This is a review of all the great uses for industrial hemp.You know, that non-psychoactive relative of marijuana that for myriad moronic reasons is more or less illegal to cultivate in the United States but not work with and sell–seemed apropos. From clothing, to food, to fuel, to a whole host of consumer and building products, not to mention helping in cleaning up soil pollution, it’s only slightly hyperbole to call hemp a wonder crop.
1. Clothing
Hemp’s been used for textiles since time immemorial–samples of hemp fabric in China date back to 8,000 BC–though it has certainly had a renaissance of late. Shedding the slightly rough and tough image it once had hemp has broken into the realms of high fashion, has been mixed with silk for lingerie, as well as being applied to more obvious applications where it’s durability is used to best advantage: Providing material for shoes, jeans, and other tough sport clothing.
2. Food & Beverages
About one third of hemp seed’s weight comes from hemp oil, which is both edible but highly nutritious, containing essential fatty acids. The whole seed is about 25% protein, and is a a good source of calcium and iron, as well as having more omega-3 than walnuts–all of which point to hemp’s potential for food and as a dietary supplement. But hemp also can be put to good use in iced tea and brewed into beer, fermented into wine, and distilled into other alcoholic beverages.
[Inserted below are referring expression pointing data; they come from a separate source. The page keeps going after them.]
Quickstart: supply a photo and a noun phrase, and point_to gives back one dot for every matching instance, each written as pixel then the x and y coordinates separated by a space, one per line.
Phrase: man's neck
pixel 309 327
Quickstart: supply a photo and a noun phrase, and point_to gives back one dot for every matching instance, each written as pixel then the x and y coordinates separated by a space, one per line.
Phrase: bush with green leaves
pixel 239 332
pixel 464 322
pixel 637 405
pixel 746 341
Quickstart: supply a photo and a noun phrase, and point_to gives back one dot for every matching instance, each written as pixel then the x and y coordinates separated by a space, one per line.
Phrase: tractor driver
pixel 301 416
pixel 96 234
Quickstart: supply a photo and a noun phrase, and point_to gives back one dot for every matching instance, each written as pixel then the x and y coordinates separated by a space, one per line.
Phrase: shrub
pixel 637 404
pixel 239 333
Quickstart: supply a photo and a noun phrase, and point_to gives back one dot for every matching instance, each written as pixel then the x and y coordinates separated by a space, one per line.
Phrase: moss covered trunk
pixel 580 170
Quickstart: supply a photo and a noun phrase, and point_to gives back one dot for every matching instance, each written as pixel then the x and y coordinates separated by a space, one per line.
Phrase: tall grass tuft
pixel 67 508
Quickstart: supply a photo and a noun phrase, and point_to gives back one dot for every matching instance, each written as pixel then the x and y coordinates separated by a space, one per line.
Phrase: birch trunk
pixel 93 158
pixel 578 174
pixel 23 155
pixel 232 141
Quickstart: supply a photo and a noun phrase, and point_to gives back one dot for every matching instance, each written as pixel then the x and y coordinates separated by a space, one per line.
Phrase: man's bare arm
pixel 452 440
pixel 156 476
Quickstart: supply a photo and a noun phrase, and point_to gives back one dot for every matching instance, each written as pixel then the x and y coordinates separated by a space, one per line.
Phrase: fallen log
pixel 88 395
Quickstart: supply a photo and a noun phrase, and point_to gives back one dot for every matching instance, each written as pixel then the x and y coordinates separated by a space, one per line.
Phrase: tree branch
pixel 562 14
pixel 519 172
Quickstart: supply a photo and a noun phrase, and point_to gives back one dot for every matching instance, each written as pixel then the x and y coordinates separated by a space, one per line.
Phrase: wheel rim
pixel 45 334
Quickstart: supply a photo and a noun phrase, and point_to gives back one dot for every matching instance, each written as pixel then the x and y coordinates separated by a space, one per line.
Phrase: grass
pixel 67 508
Oh, and there’s hemp milk too.
3. Paper
Hemp has been used for paper for at least 2,000 years, even though today hemp paper accounts for about only 0.05% of world paper production. Even though hemp is a far more quickly renewable and sustainable source of pulp for paper, because of the small number and relatively old age of processing equipment for hemp paper, help pulp ends up being several times more expensive than wood pulp.
4. Building Supplies
Of all the uses for hemp, even if you only have a cursory knowledge of the subject you’re probably away of hemp fabric, clothing and paper, but here’s one that’s an eye-opener: Hemp provides all sorts of good building materials. You can make it into insulation as companies in the Netherlands and Ireland are doing. It can be used to make engineered building products like fiberboard and pressboard, and even be used to make ‘hempcrete‘, a stronger, lighter, and more environmentally friendly version of concrete.
5. Plastics
Hemp is also a viable feedstock for plastics production. Indeed Ford famously produced a prototype car made out of hemp & soy plastic in the early 1940s. Though it never went into production, with undue influence from chemical giant DuPont playing at least a part, as the photo above, of Henry Ford taking an axe to the car to prove its durability, shows hemp plastic can be strong stuff. More recently hemp has been made into shower curtain liners, CD & DVD cases, and all sorts of other products.
6. Fuel
Yes, you can make biofuel from hemp! Like pretty much any vegetable oil you can take hemp oil and process it into biodiesel. You still have all the concerns about conversion of land that could be used for food production into land used to fuel vehicles, but the biodiesel process is certainly solid. As cellulosic ethanol technology becomes more commercial viable–something seemingly just over the horizon for a couple of years now–there’s no reason why you couldn’t utilize hemp stalks or other leftovers as a feedstock. Considering all that, it stands to reason that hemp could also be utilized to make liquid fuels that are chemically identical to petroleum-based gasoline or diesel as well. But since the US doesn’t want anyone cultivating hemp, the potential of hemp for fuel remains untapped.
7. Chemical Cleanup
One of the most intriguing uses for hemp is in cleaning up soil contamination. In the late 1990s industrial hemp was tested at the site of the Chernobyl nuclear disaster in Ukraine to help heal the soil. Because of its fast rate of growing each season, up to 250-400 plants per square meter each up to 15 feet tall, hemp shows goof potential in cleaning up land contaminated with fly ash, sewage sludge, or other heavy metals–though hemp’s use in phytoremediation on any scale is in its infancy.